2.8 Model development and comparison
The modeling dataset was randomly split into a training set (80%) and an internal test set (20%) for model development and initial validation. To address class imbalance, the Synthetic Minority Oversampling Technique (SMOTE) was applied to the training data. Using the 12 predictor variables selected by LASSO regression, we constructed and compared four distinct machine learning algorithms: Logistic Regression, Random Forest, Support Vector Machine (SVM), and XGBoost. Model performance was evaluated based on discrimination (assessed by the area under the receiver operating characteristic curve, AUC), calibration, and clinical utility (using decision curve analysis). The optimal model was subsequently interpreted using SHapley Additive exPlanations (SHAP) to quantify feature contributions and was finally validated on the independent external validation set.
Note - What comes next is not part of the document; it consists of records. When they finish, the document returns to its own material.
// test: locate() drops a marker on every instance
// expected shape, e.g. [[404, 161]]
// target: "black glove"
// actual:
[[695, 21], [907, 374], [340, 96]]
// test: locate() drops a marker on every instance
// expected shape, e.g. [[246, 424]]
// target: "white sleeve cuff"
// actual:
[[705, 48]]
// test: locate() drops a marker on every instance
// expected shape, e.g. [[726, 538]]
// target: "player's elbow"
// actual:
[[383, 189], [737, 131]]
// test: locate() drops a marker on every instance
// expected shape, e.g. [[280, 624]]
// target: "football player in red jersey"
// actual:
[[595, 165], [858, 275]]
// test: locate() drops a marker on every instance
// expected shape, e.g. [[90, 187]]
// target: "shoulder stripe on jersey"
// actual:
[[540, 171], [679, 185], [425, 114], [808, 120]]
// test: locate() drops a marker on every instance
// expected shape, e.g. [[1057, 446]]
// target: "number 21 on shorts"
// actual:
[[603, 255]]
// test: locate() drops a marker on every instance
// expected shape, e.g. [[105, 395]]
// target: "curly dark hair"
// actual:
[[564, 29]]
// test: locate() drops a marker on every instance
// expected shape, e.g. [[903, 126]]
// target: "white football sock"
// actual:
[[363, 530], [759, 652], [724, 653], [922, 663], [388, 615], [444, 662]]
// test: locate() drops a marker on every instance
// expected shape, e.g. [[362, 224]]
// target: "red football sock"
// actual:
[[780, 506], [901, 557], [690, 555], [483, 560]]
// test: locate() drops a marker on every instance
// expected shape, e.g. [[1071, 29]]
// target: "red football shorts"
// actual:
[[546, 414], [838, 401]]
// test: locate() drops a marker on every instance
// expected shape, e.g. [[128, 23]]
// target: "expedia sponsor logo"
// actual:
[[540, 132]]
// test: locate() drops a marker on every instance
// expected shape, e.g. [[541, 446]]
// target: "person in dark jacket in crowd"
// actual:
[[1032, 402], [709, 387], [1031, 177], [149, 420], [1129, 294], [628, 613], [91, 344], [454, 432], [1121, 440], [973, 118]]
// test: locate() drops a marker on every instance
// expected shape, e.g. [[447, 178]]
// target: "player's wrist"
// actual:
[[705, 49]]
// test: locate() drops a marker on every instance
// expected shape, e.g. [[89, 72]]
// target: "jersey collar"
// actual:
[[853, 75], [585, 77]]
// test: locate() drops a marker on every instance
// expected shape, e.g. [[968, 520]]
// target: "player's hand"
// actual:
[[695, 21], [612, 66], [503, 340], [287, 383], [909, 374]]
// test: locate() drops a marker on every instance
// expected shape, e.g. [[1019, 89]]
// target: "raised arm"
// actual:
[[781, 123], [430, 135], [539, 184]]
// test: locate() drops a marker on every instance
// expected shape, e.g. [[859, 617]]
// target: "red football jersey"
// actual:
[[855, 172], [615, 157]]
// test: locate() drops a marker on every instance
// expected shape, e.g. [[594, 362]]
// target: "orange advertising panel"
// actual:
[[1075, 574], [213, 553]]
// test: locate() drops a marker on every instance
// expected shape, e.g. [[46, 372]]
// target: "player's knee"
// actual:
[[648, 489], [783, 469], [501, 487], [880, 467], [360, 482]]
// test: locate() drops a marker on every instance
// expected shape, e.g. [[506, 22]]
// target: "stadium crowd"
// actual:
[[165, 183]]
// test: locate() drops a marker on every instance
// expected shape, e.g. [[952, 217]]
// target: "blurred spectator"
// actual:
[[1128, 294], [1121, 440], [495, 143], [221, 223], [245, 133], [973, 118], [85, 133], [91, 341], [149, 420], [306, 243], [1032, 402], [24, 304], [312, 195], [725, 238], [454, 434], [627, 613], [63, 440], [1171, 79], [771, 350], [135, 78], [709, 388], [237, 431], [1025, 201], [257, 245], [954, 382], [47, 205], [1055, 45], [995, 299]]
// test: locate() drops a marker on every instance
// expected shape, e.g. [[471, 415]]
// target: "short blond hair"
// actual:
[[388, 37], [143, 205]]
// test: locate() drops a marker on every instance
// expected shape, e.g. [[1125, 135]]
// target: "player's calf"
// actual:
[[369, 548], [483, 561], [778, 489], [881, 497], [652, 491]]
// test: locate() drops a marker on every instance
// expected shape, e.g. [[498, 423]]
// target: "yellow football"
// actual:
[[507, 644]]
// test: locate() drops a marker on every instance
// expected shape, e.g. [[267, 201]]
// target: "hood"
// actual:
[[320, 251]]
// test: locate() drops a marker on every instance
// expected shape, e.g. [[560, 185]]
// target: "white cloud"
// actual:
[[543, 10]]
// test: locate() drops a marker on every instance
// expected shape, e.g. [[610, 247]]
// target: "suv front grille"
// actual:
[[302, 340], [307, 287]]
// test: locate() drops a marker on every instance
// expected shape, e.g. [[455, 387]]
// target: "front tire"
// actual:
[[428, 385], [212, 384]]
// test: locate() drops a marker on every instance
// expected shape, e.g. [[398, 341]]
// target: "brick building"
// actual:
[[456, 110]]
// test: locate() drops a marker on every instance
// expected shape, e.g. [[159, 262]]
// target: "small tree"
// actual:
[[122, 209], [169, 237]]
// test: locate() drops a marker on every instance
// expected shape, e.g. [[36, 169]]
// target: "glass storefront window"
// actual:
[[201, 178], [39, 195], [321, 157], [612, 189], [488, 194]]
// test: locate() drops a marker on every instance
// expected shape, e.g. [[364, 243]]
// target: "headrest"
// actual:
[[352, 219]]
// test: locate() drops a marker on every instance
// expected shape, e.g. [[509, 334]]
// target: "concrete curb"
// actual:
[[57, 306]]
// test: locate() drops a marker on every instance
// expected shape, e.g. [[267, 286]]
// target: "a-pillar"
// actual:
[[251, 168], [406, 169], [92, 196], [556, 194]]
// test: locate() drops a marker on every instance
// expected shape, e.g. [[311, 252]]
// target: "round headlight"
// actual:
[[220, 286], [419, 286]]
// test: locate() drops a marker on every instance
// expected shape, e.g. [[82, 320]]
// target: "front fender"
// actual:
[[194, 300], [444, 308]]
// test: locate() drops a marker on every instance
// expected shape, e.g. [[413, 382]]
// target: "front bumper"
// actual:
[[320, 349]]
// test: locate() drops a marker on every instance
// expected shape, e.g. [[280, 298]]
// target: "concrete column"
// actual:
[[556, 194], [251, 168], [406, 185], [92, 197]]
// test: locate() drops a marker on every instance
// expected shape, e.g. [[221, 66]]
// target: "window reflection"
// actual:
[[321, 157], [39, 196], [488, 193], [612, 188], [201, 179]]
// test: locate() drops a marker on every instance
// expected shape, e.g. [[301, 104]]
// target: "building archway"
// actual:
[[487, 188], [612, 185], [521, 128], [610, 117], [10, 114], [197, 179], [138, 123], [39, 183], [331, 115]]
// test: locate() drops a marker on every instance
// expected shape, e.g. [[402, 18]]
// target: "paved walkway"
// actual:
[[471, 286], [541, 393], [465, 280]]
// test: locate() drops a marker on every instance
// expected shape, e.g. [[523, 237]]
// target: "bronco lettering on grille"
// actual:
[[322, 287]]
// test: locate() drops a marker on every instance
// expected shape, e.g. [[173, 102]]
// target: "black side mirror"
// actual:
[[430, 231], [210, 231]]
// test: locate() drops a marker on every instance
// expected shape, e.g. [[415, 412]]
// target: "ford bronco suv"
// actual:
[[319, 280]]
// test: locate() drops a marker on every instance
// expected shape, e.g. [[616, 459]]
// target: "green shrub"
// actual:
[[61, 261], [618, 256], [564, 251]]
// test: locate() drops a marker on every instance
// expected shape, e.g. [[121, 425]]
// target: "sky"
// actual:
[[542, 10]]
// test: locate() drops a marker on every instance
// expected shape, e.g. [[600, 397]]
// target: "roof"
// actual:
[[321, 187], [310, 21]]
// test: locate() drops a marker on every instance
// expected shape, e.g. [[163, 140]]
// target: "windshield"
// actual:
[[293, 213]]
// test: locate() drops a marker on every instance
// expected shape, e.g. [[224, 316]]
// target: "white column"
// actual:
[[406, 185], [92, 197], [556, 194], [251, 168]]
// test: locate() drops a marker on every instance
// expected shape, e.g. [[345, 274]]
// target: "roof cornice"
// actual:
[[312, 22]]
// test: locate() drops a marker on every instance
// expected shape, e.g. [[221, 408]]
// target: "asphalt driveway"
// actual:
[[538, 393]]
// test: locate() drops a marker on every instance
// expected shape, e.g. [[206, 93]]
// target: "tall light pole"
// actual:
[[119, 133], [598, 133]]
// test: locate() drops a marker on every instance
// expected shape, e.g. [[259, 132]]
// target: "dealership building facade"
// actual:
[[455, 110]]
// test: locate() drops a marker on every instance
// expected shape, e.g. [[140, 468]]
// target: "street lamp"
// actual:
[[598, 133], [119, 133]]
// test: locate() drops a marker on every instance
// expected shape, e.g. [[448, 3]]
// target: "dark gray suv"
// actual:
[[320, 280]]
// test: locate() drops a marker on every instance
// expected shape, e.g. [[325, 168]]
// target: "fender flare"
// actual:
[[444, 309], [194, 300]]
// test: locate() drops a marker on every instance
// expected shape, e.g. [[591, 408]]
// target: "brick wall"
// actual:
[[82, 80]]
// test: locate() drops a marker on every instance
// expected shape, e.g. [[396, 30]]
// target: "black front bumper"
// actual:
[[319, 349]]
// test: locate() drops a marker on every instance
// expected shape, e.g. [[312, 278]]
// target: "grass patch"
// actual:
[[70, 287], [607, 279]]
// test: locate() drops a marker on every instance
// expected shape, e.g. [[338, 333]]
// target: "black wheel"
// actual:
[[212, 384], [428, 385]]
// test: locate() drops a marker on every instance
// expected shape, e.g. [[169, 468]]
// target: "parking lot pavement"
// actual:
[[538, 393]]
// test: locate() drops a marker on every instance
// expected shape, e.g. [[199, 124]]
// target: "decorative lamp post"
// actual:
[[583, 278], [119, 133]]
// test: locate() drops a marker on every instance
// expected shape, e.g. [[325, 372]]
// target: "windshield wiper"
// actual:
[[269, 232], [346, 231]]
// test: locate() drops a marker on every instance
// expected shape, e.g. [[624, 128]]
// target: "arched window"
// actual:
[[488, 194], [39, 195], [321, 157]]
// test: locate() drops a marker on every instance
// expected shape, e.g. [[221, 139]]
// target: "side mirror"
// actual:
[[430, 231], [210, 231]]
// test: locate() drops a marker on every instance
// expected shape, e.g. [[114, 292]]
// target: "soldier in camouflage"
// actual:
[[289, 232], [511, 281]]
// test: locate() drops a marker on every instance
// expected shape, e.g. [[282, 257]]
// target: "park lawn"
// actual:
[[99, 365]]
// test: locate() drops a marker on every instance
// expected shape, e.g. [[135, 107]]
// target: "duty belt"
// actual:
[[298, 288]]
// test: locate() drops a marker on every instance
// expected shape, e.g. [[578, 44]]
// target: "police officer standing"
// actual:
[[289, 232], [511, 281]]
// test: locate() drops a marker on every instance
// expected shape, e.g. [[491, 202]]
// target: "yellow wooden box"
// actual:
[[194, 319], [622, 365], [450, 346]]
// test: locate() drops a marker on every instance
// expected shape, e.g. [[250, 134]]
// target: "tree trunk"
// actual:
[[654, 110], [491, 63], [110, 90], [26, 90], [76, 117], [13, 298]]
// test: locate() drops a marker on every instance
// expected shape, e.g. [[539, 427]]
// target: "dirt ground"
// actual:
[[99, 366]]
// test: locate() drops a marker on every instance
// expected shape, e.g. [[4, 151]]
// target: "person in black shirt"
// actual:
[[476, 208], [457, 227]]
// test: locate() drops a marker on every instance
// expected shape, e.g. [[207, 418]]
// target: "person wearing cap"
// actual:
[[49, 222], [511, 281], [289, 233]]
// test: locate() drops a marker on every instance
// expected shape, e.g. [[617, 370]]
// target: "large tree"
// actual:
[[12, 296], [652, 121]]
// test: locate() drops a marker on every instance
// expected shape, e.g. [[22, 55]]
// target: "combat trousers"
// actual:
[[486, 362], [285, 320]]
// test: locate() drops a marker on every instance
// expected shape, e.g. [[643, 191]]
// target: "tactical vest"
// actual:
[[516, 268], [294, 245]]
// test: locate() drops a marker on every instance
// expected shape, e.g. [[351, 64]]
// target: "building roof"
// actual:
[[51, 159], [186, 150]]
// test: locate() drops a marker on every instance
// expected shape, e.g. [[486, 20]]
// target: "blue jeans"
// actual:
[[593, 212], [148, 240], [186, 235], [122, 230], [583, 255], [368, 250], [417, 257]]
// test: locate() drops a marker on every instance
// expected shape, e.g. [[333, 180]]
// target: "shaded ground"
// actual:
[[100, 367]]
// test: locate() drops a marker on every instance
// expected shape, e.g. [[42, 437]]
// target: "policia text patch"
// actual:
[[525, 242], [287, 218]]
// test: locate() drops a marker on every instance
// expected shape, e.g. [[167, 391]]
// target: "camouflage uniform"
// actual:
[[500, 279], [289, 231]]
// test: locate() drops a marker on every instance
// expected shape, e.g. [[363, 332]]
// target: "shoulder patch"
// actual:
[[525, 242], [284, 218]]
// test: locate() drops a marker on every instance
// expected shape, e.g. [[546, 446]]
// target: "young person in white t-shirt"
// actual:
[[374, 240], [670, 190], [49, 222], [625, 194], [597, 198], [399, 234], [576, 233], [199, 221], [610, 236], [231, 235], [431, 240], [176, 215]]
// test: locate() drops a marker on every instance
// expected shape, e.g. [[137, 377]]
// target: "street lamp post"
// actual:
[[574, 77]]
All analyses were conducted in Python 3.12 using standard libraries (scikit-learn, XGBoost). Model hyperparameters were optimized via cross-validation (detailed configurations are provided in Supplementary Table 2).
2.9 Ethics
This study received ethical approval (IRB00001052-23160). Written informed consent was obtained from both institutional authorities (participating nursing homes and community health service stations) and individual participants prior to data collection. All collected survey data were maintained with strict confidentiality, and the entire research process complied with ethical requirements.
3 Results
3.1 Characteristics of the model development set
A total of 419 participants were included in the model development cohort. Based on the Water Swallow Test, 104 participants (24.82%) were identified as having dysphagia (WST grade ≥ 3). Comparative analysis revealed that the dysphagia and non-dysphagia groups showed statistically significant differences (P < 0.05) in key clinical characteristics, including the number of medication types, history of dysphagia-related diseases, BMI, nutritional status, daily activity ability, and MMSE scores. Detailed demographic and clinical characteristics for the entire cohort and by group are provided in Supplementary Table 3.
The 4,965 high-quality audio samples formed the basis for feature extraction. A total of 23 acoustic features were extracted from each sample, which were then combined with the outcome variable to create the final modeling dataset. A detailed description of the extracted acoustic features is provided in Supplementary Table 4.
3.2 Characteristics of the external validation set
The external validation cohort consisted of 216 participants. Among them, 62 (28.70%) were classified as having dysphagia (WST grade ≥ 3), which is comparable to the prevalence in the development cohort. The basic characteristics of this cohort are summarized in Supplementary Table 5.
The external validation set consisted of 2,957 validated audio samples obtained from 216 participants. Complete data specifications and categorical distributions are detailed in Supplementary Table 6.
3.3 Variable screening
LASSO regression identified 12 predictive acoustic features from the initial set of 23. The selected features encompassed temporal, spectral, energy, and non-linear domains, including audio duration, formants F1 and F2, and fractal dimension (a complete list is provided in see section “2.6 Model predictors”).
Analysis of the feature selection process revealed that formant F1, fractal dimension, and aggregation entropy were the most robust predictors, as they maintained non-zero coefficients across the strongest regularization penalties (Supplementary Figure 3). The optimal regularization parameter was determined via 10-fold cross-validation (Supplementary Figure 4).
This refined set of 12 features was used for all subsequent model development, following appropriate data balancing.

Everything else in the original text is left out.